Macroscopic Quantum Self-Trapping in Dynamical Tunnelling

TL;DR

This paper explores how nonlinear interactions in a driven Bose-Einstein condensate can suppress or re-enable dynamical tunnelling between resonances, revealing phenomena analogous to spatial self-trapping but in a temporal context.

Contribution

It introduces a two-mode model explaining dynamical self-trapping in driven BECs, extending understanding of nonlinear tunnelling phenomena beyond spatial double-well systems.

Findings

Tunnelling is suppressed above a critical nonlinearity.

Re-emergence of tunnelling occurs at certain parameters for large nonlinearities.

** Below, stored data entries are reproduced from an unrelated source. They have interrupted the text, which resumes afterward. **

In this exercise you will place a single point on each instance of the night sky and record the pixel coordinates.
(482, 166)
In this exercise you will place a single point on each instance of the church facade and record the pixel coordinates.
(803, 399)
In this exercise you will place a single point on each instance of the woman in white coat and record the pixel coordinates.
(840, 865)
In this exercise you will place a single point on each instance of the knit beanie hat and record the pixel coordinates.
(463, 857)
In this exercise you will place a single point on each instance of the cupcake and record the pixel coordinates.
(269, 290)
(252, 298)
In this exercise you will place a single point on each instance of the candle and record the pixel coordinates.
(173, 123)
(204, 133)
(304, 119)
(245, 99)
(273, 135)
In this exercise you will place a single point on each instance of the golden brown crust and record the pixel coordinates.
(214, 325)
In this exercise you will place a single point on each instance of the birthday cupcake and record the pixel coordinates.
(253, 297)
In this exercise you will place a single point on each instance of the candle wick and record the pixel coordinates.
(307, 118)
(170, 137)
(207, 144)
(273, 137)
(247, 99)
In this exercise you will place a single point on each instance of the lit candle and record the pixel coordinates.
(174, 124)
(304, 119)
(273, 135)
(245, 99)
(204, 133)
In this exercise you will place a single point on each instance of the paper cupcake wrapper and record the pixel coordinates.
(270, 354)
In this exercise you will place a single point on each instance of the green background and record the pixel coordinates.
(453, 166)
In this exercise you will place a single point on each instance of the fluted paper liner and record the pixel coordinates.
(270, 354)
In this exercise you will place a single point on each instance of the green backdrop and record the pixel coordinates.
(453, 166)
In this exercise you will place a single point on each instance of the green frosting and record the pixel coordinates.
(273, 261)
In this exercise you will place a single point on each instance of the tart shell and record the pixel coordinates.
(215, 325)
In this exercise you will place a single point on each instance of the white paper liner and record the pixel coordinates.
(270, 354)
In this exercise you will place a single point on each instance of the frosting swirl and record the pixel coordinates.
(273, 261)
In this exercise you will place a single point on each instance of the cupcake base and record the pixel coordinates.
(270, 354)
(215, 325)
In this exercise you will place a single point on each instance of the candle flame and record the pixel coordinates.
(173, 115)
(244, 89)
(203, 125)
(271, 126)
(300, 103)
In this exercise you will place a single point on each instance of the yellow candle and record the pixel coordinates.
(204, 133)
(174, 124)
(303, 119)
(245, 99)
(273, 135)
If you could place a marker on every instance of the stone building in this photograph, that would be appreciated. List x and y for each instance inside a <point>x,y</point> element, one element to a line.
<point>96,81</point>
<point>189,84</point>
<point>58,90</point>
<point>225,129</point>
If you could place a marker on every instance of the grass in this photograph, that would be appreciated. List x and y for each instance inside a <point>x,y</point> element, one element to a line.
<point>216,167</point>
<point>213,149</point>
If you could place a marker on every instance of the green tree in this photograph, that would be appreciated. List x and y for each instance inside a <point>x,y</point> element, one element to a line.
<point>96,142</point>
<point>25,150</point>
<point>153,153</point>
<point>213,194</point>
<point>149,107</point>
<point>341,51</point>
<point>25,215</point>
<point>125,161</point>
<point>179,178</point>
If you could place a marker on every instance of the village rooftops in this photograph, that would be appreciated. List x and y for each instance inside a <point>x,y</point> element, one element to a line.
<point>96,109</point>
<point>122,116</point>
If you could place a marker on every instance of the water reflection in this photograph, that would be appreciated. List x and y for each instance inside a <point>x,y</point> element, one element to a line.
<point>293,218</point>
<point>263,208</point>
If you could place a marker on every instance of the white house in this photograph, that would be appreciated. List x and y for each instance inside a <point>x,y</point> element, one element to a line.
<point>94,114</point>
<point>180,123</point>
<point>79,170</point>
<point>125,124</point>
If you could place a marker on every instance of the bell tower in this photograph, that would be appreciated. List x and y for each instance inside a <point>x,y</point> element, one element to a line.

A two-mode model accurately describes the observed effects.

Abstract

It is well-known that increasing the nonlinearity due to repulsive atomic interactions in a double-well Bose-Einstein condensate suppresses quantum tunnelling between the two sites. Here we find analogous behaviour in the dynamical tunnelling of a Bose-Einstein condensate between period-one resonances in a single driven potential well. For small nonlinearities we find unhindered tunnelling between the resonances, but with an increasing period as compared to the non-interacting system. For nonlinearities above a critical value we generally observe that the tunnelling shuts down. However, for certain regimes of modulation parameters we find that dynamical tunnelling re-emerges for large enough nonlinearities, an effect not present in spatial double-well tunnelling. We develop a two-mode model in good agreement with full numerical simulations over a wide range of parameters, which allows the suppression of tunnelling to be attributed to macroscopic quantum self-trapping.